Writing $b = 2^{a_n} + a$, with $0 < a < 2^{a_n}$, then $\{b^2 - \{b-1\}_2\}_2 = 1$ cannot happen when $a \in \mathbb{Z}$ and

$$ \frac{a}{2^{a_n}} \in (0,\sqrt{2}-1) \cup [\sqrt{2+\frac{1}{2^{a_n}}}-1,1). $$

The length of the interval $[2^{a_n}(\sqrt{2}-1),2^{a_n}(\sqrt{2+\frac{1}{2^{a_n}}}-1))$ converges to $\frac{1}{2\sqrt{2}}$ as $a_n \rightarrow \infty$ and hence can contain at most one integer for each $a_n \geq 1$. Hence for each $a_n \geq 1$, there is at most one integer $a$ with $0 < a < 2^{a_n}$ such that $b = 2^{a_n} + a$ could possibly satisfy $\{b^2 - \{b-1\}_2\}_2 = 1$.

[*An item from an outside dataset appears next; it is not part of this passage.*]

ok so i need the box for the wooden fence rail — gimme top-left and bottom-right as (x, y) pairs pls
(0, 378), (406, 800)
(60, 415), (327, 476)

The question is equivalent to finding all squares which are of the form $2^a - 2^b + 1$. This MO answer discusses the related question which squares are of the form $2^a + 2^b + 1$, and presumably the techniques in the paper (which admittedly I haven't read) should be applicable in your case as well.

EDIT: The paper referenced in the MO answer is "The equations 2N ± 2M ± 2L = z2" by László Szalay, which should answer your question as well. Unfortunately, the link there doesn't work for me, but I hope this helps.